Moving from the 2014-2015 materiality matrix, we have replaced the titles of some material matters, without changing their meaning, to align them closer to GRI terminology. Furthermore, additional material matters have been identified in this cycle of reporting that represent the wide range of sustainability-related risks and opportunities embedded in our value chain.


By assessing and ranking the material matters on its importance to the business and to Kulim’s stakeholders, we were able to identify eight (8) matters that are critical. Throughout the report we have expounded why these matters are material and the approach undertaken by Kulim to manage them.


This step involved seeking the approval of Senior Management to ensure the prioritisation of the material matters captured Kulim’s efforts and approach to strengthen its sustainability performance.


Today, we are at the new frontier of sustainability.
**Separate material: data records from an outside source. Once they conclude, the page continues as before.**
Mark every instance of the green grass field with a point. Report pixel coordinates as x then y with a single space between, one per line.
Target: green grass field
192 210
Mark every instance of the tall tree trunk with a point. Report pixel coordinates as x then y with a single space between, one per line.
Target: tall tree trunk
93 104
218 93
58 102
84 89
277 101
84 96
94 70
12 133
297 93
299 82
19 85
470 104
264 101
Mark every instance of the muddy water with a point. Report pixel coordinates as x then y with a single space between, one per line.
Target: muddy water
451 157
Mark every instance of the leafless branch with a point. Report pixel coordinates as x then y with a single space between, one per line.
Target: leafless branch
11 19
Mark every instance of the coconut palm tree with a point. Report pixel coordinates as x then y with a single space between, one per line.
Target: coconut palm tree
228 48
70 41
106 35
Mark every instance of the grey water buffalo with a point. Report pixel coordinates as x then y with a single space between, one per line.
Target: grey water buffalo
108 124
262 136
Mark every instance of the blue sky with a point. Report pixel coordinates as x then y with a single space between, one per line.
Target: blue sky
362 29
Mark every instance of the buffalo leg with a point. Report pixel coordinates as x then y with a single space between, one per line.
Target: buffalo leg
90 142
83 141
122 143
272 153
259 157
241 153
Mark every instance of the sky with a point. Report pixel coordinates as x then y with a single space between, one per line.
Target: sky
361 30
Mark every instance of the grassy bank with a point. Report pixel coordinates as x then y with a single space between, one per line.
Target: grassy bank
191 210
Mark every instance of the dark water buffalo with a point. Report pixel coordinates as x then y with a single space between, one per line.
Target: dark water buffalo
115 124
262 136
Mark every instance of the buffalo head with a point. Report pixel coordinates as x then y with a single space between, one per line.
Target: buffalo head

The last decade has seen increased attention to global challenges that are now at the top of both the business and public agenda. Businesses the world over are doing more than ever to tackle the sustainability challenge– to recognise social responsibilities, reduce environmental impacts, guard against unethical practices, make governance more transparent and be more accountable to stakeholders. More than ever before, companies are looking to make sustainability a core part of every business decision they make and a means of creating opportunity and a source of competitive advantage.

Despite all the efforts of companies to shift to more sustainable strategies, the challenges before us are greater than ever before.Soon, more than nine (9) billion people will share our planet.Increasing demands for food, energy and water are pushing nature to its limits. Change has become an undisputed fact, along with natural resource depletion, loss of biodiversity and deforestation, ocean acidification, water and air pollution and acid rain, are all among a growing list of planetary challenges. 

Hence, now is the time for us to step up and forge ahead. Kulim is well aware that the road ahead will not be easy. Nevertheless, we believe we are able to find common ground solutions that are good for businesses, environment and people if we sharpen our focus and get things right. The journey towards a system of sustainability that will enable us all to “meeting the needs of the present generation without compromising the ability of future generations to meet their own needs” is not marked by a clear path. Kulim is determined to play its part in helping define that path that offers greater prosperity for the present as well as future generations.